Port officials chose PIVCheck Plus software from Codebench, which drives three Datastrip mobile readers and resides on a desktop enrollment workstation in the port’s main office. An additional license for certificate management allows the port to re-validate TWICs each day, once they are enrolled with the Honeywell system. Port officials can now register TWIC holders throughout the port and transmit that information to the Pro-Watch system. These cards can then be read at the 32 fixed-card readers located at various entrances and access points throughout the port, which spans 307 acres.
TWIC credentials are required for entry to the port by anyone requiring frequent, unescorted access to the facility. These include longshoremen, trucker drivers, surveyors, agents, chandlers, port chaplains and laborers who access secure areas. Tenants who have their offices at the port, such as produce companies Chiquita and Dole, are also required to be enrolled in TWIC.
“On any given day, we can have 2,500 people coming through the port with TWIC cards,” says Jerry Custis, security manager and facility security officer for the port. Approximately 4,700 people have been enrolled into the port’s system out of the 11,000 people who actually sought TWIC cards. This number swells in mid-winter when seasonal workers arrive at the port for the beginning of fruit season.
Patrick Hemphill, Custis’s predecessor, oversaw the port’s TWIC deployment and explains that the mobile readers were taken to local union halls to enroll longshoremen before they even arrived at the port. “The members were made aware of the need to know their PIN, and we were able to enroll the majority of union members during a two-day period without interrupting their work schedule,” says Hemphill.

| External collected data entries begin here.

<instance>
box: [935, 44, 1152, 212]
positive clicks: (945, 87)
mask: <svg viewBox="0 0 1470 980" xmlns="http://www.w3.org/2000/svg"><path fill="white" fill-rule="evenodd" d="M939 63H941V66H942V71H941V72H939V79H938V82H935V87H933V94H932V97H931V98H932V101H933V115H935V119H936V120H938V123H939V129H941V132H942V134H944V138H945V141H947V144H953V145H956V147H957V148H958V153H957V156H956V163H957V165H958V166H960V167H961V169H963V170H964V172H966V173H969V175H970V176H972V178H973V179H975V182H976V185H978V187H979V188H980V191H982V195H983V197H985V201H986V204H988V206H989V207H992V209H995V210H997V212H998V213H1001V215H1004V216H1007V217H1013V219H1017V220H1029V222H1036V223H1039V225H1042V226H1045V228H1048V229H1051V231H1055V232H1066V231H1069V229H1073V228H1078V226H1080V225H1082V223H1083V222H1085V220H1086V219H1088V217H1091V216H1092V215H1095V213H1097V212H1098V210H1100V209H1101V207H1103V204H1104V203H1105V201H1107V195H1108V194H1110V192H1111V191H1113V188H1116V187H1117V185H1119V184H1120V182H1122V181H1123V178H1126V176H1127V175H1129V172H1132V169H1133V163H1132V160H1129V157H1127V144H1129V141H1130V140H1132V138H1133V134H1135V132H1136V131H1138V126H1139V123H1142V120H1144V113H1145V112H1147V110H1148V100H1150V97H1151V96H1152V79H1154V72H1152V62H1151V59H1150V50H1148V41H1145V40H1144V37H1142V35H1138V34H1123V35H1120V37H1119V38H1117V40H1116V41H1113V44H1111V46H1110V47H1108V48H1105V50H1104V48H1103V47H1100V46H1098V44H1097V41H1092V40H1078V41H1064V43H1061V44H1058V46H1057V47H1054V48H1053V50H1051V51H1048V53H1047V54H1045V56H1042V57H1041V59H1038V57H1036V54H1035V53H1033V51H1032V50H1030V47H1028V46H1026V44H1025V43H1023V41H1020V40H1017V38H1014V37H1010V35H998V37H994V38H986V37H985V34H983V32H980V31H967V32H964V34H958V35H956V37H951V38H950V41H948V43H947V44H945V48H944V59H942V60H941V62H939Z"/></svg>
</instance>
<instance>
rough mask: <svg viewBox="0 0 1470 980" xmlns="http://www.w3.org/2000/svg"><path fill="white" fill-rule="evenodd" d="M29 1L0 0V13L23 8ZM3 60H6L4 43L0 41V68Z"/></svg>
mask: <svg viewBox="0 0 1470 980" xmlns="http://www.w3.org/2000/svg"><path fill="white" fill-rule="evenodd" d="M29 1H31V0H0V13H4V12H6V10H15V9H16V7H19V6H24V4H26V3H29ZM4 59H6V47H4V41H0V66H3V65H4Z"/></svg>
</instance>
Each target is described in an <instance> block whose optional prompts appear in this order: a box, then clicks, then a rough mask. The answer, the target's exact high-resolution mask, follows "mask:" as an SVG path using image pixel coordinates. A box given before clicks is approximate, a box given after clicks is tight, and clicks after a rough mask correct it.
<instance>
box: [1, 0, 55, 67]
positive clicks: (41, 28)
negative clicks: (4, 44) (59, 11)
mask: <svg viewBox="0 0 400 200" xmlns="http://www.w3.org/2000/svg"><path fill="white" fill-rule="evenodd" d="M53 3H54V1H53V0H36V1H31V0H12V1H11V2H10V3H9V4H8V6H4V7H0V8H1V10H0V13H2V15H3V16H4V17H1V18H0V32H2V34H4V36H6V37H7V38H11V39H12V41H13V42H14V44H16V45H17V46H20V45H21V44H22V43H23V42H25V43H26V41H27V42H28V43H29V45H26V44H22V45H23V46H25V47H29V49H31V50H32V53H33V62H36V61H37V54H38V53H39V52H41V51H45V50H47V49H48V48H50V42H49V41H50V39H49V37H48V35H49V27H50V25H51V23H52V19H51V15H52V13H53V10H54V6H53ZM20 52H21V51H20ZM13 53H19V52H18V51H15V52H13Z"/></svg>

The future of biometrics as a tactic for securing high-risk areas looks promising, but the systems are not flawless. According to the College of Technology & Innovation at Asia Pacific University, an ID management system must consistently recognize a person’s intrinsic components. By distinguishing individuals based on physiological characteristics that are innate to the person, biometrics proposes a natural and dependable solution to the difficulty of identity determination.